Belmont was dumfounded.

“But your name is Count Dracula … I’ve confirmed it through some of my sources on Facebook.”

Dracula nodded.

“Ah, yes, Facebook. Isn’t there a group on there that has proof that four plus four equals five?” Dracula said, using air quotes to emphasize the word proof. “You can’t believe everything you read, Mr. Belmont.”

The interviewer began hastily thumbing through his notebook.

“So, are you denying that you’re Count Dracula?” he asked.

“Not at all,” Dracula answered. “My family name is Dracula. My first name is Count … my parents were rather eccentric and huge fans of Count Basie, which is how I got my name.”

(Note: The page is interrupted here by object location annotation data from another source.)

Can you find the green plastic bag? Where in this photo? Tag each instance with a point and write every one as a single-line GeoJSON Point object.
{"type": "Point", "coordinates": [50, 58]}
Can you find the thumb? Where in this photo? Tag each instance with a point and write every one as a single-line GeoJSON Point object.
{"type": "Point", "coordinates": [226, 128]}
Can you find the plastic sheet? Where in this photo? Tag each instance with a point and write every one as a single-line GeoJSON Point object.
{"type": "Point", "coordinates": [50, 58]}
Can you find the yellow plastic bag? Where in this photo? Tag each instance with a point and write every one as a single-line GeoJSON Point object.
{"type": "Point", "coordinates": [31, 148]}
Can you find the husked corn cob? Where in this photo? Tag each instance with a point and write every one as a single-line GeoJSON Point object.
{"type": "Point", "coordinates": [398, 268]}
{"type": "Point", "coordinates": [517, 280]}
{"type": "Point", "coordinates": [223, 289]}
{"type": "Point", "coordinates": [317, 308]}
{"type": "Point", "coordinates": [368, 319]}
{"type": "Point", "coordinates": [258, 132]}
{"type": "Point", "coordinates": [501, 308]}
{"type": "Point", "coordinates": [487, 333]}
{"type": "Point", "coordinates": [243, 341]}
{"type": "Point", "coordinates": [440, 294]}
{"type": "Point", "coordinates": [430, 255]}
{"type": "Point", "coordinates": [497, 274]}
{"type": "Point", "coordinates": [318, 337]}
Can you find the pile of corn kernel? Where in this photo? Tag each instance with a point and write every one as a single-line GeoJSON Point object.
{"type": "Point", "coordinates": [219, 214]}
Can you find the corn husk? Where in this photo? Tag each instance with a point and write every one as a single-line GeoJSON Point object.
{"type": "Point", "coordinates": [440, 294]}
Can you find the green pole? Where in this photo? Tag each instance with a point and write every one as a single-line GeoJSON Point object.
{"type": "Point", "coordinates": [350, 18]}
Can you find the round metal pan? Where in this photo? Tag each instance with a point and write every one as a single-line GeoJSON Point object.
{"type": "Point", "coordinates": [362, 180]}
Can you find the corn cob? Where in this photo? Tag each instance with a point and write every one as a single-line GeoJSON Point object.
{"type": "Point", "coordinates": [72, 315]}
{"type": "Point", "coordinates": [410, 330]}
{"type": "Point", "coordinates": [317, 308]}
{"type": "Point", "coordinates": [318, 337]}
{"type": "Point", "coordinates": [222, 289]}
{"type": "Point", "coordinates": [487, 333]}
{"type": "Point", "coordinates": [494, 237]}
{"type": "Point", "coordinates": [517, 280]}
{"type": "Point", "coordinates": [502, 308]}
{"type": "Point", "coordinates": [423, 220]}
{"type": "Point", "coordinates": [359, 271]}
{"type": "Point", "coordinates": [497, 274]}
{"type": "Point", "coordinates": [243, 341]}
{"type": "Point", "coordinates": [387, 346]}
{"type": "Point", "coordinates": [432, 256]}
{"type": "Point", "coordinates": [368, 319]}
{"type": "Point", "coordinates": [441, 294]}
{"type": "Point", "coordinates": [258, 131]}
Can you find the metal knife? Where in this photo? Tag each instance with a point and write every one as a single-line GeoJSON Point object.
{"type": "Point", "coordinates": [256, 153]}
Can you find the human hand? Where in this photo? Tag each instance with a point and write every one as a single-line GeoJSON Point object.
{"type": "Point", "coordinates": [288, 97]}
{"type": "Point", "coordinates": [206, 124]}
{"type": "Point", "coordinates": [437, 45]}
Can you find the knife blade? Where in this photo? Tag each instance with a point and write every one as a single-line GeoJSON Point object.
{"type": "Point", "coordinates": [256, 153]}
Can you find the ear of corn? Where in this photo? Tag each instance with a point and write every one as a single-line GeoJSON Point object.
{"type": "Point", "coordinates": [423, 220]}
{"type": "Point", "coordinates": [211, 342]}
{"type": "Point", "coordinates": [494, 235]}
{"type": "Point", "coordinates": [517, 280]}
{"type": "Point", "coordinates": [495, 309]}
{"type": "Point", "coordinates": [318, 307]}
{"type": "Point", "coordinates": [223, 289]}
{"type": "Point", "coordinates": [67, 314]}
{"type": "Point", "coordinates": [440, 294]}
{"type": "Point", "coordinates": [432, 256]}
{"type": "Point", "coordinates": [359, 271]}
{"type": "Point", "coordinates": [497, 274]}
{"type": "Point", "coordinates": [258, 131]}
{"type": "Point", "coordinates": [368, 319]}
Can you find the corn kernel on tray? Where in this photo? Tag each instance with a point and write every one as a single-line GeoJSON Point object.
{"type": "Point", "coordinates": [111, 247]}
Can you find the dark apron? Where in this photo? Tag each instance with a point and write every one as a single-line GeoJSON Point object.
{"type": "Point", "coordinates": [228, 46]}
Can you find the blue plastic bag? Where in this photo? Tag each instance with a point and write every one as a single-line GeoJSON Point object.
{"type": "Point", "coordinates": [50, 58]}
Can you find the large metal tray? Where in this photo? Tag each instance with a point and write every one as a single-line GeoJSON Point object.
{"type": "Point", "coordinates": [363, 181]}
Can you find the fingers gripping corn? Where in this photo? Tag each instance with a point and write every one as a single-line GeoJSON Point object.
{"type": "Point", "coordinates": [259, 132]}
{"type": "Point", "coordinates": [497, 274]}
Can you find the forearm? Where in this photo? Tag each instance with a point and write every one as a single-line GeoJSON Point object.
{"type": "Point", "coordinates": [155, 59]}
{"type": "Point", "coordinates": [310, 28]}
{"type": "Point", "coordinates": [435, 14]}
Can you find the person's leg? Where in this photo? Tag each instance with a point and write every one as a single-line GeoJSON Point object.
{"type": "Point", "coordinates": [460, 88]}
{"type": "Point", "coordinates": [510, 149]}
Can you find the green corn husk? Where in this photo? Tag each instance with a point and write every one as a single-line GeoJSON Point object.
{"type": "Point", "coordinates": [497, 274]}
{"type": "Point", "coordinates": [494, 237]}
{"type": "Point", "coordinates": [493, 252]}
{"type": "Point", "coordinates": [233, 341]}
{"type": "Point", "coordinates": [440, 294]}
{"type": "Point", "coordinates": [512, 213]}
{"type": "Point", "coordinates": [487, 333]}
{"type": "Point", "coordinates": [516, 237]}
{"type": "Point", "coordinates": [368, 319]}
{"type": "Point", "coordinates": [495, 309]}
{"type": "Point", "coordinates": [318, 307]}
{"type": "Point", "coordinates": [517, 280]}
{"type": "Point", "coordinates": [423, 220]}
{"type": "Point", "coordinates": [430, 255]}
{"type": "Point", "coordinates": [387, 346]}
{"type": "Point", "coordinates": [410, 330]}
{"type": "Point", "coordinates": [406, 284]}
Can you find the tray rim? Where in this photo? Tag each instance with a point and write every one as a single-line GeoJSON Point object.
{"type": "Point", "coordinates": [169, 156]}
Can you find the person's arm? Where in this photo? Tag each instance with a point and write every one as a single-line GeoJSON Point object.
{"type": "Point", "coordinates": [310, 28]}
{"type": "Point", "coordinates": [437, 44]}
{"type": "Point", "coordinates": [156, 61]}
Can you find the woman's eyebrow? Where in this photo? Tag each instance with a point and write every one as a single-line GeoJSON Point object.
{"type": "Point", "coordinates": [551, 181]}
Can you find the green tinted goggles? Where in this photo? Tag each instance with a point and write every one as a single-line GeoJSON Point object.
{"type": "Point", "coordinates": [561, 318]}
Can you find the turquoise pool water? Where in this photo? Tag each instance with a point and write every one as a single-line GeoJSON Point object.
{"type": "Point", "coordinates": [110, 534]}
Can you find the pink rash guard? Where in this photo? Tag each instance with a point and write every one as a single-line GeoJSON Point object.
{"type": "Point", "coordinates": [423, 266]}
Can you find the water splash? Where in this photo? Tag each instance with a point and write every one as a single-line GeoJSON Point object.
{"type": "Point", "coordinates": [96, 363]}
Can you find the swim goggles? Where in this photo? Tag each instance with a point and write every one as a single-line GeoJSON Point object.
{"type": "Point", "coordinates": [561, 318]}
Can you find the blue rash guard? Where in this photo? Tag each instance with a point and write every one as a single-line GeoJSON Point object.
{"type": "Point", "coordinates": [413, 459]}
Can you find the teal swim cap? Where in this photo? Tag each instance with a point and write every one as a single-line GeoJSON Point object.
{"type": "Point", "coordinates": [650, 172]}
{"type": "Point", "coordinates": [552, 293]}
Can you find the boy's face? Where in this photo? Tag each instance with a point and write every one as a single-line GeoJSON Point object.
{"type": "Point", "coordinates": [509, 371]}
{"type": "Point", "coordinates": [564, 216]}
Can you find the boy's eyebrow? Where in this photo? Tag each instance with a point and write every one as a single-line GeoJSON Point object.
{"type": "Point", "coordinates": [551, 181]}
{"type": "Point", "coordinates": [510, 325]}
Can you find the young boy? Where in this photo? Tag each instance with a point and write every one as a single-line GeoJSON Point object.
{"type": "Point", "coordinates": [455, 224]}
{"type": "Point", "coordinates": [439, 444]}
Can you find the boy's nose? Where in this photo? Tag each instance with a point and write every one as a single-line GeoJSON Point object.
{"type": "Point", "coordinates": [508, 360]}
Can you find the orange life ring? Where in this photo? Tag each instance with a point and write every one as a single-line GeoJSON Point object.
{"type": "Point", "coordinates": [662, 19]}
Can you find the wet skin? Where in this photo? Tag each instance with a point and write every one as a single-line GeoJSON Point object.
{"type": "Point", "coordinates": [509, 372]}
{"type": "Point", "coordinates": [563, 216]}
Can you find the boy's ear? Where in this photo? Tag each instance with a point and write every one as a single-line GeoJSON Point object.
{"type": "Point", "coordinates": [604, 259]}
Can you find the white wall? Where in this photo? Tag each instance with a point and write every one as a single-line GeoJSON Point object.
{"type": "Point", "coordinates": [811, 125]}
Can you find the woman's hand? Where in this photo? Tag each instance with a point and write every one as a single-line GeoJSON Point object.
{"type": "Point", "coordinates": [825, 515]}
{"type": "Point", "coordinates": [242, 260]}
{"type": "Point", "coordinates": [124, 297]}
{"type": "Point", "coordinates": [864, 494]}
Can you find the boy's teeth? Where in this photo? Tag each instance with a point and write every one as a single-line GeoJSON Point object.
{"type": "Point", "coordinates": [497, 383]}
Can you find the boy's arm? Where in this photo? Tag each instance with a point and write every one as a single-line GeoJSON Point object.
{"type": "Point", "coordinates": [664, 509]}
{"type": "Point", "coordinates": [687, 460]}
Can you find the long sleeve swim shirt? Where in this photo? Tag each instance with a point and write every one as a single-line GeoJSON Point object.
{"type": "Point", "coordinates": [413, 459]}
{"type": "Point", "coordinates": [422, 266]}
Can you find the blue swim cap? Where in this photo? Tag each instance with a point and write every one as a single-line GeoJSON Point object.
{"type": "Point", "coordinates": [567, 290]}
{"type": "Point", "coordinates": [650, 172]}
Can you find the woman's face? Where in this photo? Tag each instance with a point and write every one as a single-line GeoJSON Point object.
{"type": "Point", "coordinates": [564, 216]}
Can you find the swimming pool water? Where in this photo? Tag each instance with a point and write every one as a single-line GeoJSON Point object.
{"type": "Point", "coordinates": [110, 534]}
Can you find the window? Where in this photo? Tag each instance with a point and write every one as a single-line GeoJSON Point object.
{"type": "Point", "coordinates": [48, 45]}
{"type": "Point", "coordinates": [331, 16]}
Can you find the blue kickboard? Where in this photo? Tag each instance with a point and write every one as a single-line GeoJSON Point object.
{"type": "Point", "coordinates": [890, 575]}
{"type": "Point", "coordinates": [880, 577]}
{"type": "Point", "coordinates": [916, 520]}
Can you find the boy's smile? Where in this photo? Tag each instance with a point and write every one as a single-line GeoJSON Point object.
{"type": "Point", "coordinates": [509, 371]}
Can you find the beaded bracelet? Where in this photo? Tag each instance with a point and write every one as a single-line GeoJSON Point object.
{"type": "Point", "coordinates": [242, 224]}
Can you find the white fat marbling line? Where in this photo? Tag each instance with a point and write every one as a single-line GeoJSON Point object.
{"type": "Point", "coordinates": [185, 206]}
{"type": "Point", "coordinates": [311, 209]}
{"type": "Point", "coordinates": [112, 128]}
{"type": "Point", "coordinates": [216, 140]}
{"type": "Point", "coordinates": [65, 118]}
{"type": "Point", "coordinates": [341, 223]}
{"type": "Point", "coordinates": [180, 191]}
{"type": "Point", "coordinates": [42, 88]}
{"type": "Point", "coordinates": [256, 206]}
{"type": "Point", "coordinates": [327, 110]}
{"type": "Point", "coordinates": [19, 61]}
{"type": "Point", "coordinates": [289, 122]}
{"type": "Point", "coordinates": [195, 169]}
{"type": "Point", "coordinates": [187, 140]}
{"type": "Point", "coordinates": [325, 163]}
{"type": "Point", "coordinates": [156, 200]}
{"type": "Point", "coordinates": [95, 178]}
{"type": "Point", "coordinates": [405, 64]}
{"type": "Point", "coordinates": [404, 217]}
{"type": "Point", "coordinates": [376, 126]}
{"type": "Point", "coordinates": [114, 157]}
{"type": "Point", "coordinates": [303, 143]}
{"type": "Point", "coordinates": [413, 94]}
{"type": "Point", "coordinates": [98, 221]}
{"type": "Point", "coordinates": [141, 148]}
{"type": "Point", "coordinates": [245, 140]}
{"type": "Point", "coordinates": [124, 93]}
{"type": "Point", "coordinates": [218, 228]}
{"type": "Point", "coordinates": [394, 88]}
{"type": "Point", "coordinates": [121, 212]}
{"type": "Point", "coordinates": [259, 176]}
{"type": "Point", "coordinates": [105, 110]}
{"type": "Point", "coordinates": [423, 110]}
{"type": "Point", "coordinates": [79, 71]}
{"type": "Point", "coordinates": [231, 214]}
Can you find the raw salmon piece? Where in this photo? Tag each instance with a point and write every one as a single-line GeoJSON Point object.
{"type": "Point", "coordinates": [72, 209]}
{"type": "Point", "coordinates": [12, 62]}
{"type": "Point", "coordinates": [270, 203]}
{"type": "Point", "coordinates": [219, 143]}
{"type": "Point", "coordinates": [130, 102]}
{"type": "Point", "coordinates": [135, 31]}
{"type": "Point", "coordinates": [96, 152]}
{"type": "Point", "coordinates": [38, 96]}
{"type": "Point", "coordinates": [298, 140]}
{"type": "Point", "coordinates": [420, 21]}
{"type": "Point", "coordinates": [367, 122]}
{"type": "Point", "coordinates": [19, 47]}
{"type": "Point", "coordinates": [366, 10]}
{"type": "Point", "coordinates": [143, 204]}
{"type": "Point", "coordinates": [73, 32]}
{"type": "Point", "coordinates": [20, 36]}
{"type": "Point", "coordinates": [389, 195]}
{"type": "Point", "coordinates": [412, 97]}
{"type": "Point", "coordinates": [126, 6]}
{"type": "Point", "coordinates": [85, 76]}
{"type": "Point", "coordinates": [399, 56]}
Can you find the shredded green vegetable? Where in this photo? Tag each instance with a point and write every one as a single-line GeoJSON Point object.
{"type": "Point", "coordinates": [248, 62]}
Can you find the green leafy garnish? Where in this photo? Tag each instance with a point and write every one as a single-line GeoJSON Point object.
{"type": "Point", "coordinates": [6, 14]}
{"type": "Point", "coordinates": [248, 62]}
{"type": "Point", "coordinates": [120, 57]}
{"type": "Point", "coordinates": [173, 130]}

Belmont reached into his pocket and pulled out his smartphone. On it were several photos and drawings of Dracula from various time periods, all bearing a striking resemblance to the Dracula sitting in front of him.

“Come on, Mr. Belmont, “ Dracula said. “Really? I don’t recognize any of those photos, which means I’m quite certain they’re photoshopped. As for the drawings, anyone could’ve done those. Nothing there proves I’m a vampire.”

Belmont sighed.

“You’re not a vampire, then?” he asked, earnestly.

Dracula’s eyes widened.

“Oh yes, I’m a Vampire,” he said. “The Vampire family hails from Romania. I did dome research on a genealogy website and learned that Augustus Vampire emigrated from there back in the 1600s. Eventually – because of the myths – they changed the name to Vampoor and settled in Malta.

“What you thought you knew, you don’t. Am I undead? Well, yes … if you’re alive, you’re undead. Do Vampires drink blood? The Vampoors drank a lot of blood orange juice because they had a citrus orchard. I’m sure you’ve had fun with your Vampirical Evidence website, but I’m your evidence – and I don’t think it was what you hoped to find.”

Belmont closed the notebook, slid his phone and recorder into his pants pocket and stood up from the table.

“Well,” he said. “I appreciate your time, anyway. I doubt my site is gonna generate much traffic after I run this story.

“Thanks again.”

Dracula watched Belmont leave the restaurant and followed him out moments later, getting into a car that had just pulled up.

“Well?” asked the driver.

“Good news and bad news,” Dracula said. “I’m pretty sure I fooled him … I masked my scent with cologne and he seemed genuinely dejected when he left. But there’s a full moon coming in three days, and we need to be vigilant.

“Belmont might not think I’m a vampire, but I know for a fact he’s a werewolf – I could smell that bastard the minute I saw him.”